L'ELISIR D'AMORE (Gaetano Donizetti) Madrid, Teatro Real, 4-12-2013. Celso Albelo (Nemorino), Nino Machaidze (Adina), Fabio Capitanucci (Belcore), Erwin Schrott (Dulcamara), Ruth Rosique (Gianetta). Dirección musical: Marc Piollet. Dirección de escena: Damiano Michieletto.

   Curiosamente y en pleno período de Gerard Mortier, el compositor con mas títulos programados en este año 2013 en el Teatro Real, es el bergamasco Gaetano Donizetti uno de los pilares del postbelcantismo y del melodrama romántico italiano. Después del Roberto Devereux con Gruberova y el Don Pasquale con Muti, llegaba por tercera vez en la historia reciente del Real "L'elisir d'amore". Una obra maestra indiscutible, pero cuya nueva comparecencia en el Real (teatro de temporada, no de repertorio, no lo olvidemos), si tenemos en cuenta la ausencia de años de otros magníficos títulos del catalógo donizettiano, debería estar respaldada por la presencia de artistas, de alicientes del nivel, por ejemplo, de los citados Gruberova y Muti. Al parecer, esta nueva repropuesta venía avalada por la producción (en colaboración con Les Arts de Valencia) de Damiano Michieletto uno de los jóvenes directores de escena actualmente más reputados, aunque cuenta con algún patinazo sonado como su Bohème de Salzburgo o el muy protestado Un Ballo in Maschera de La Scala de Milán.
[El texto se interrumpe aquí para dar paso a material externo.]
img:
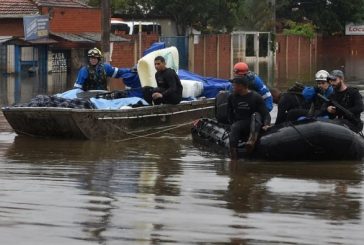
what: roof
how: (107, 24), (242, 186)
(0, 36), (13, 44)
(33, 0), (91, 8)
(50, 32), (129, 43)
(0, 0), (39, 18)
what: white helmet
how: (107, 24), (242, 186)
(315, 70), (330, 81)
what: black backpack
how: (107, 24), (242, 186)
(215, 91), (230, 124)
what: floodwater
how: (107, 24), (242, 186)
(0, 72), (364, 245)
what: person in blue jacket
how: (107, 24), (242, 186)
(287, 70), (334, 121)
(73, 48), (132, 91)
(233, 62), (273, 112)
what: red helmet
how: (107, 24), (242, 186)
(234, 62), (249, 75)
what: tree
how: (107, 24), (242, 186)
(277, 0), (364, 35)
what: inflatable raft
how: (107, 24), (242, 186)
(192, 119), (364, 161)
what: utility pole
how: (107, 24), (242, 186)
(101, 0), (111, 63)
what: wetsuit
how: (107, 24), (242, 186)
(228, 91), (270, 147)
(73, 63), (131, 91)
(143, 68), (183, 105)
(321, 87), (364, 132)
(248, 72), (273, 112)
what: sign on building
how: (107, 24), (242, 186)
(23, 15), (49, 41)
(345, 23), (364, 35)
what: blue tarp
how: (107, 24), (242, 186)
(56, 88), (83, 100)
(90, 97), (149, 110)
(178, 69), (231, 98)
(143, 42), (166, 56)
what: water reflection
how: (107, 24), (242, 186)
(0, 72), (74, 106)
(6, 136), (183, 243)
(226, 162), (363, 221)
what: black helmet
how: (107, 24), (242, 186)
(231, 75), (251, 86)
(328, 70), (344, 80)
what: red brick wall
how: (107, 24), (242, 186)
(276, 35), (317, 87)
(217, 34), (231, 79)
(42, 7), (101, 33)
(276, 35), (364, 84)
(0, 19), (24, 37)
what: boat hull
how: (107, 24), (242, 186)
(192, 119), (364, 161)
(2, 99), (214, 140)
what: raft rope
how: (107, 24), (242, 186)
(288, 121), (325, 153)
(107, 120), (195, 142)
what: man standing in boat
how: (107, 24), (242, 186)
(74, 48), (131, 91)
(233, 62), (273, 112)
(322, 70), (364, 133)
(143, 56), (183, 105)
(227, 76), (270, 159)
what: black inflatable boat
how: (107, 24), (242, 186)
(192, 118), (364, 161)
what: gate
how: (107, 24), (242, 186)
(160, 36), (188, 69)
(231, 32), (274, 84)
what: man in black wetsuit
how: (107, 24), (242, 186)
(227, 76), (270, 160)
(143, 56), (183, 105)
(270, 86), (308, 125)
(322, 70), (364, 133)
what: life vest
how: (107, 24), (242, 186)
(82, 64), (107, 91)
(215, 91), (230, 124)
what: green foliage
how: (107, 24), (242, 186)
(276, 0), (364, 35)
(283, 21), (316, 39)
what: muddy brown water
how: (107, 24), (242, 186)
(0, 73), (364, 245)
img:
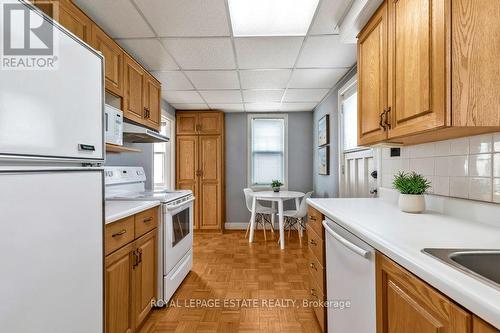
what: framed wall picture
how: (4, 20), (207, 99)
(318, 115), (330, 147)
(318, 146), (330, 175)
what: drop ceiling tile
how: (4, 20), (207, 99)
(133, 0), (230, 37)
(209, 103), (245, 112)
(243, 89), (285, 103)
(240, 69), (292, 89)
(245, 103), (281, 112)
(161, 37), (236, 70)
(199, 90), (243, 104)
(162, 90), (205, 104)
(234, 37), (304, 69)
(185, 71), (240, 89)
(75, 0), (155, 38)
(288, 68), (349, 88)
(118, 38), (179, 71)
(283, 89), (330, 102)
(280, 103), (317, 112)
(309, 0), (352, 35)
(170, 103), (209, 110)
(152, 71), (194, 90)
(297, 35), (356, 68)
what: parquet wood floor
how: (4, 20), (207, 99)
(140, 231), (320, 333)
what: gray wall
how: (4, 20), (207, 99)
(313, 67), (356, 198)
(104, 99), (175, 189)
(225, 112), (313, 223)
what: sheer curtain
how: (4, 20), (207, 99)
(251, 118), (285, 185)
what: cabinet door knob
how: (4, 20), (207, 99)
(379, 109), (387, 131)
(384, 106), (391, 129)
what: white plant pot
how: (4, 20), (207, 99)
(398, 194), (425, 213)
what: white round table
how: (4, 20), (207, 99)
(248, 191), (305, 250)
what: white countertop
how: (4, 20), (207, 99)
(308, 199), (500, 329)
(105, 200), (160, 224)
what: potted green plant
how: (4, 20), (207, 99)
(392, 172), (431, 213)
(271, 179), (283, 192)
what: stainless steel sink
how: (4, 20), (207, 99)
(422, 248), (500, 289)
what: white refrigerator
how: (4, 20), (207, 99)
(0, 0), (105, 333)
Pues bien, la producción sitúa la acción en una atestada playa mediterránea en verano, se dice y se escribe que es Benidorm. La escenografía en principio vistosa y original, termina por lastrar, estrangular, el desarrollo de la propuesta escénica y por esclerotizarla según avanza la obra, privándola de la más mínima agilidad y vivacidad. Efectivamente a la derecha del escenario nos encontramos con un chiringuito playero con un enorme luminoso "BAR ADINA" que ocupa prácticamente la mitad del espacio escénico. En el centro la torre del socorrista, también de generosas proporciones y en el sitio que resta, las tumbonas, hamacas y sombrillas de la pobladísima playa. Por si fuera poco, en el acto segundo se mantienen chringo y torre apareciendo una enorme atracción hinchable, de ésas que hacen las delicias de los infantes en las ferias, centros comerciales y parques de atracciones. Todo ello deja un escasísimo espacio para que los artistas se desenvuelvan, dejando una sensación de embarullamiento y paralización escénica, cuya única consecuencia positiva es que los intérpretes han de cantar siempre en el proscenio. Si alguién acusaba a alguno de los grandes registas del siglo XX de "orror vacui" que se den un paseo por el Real.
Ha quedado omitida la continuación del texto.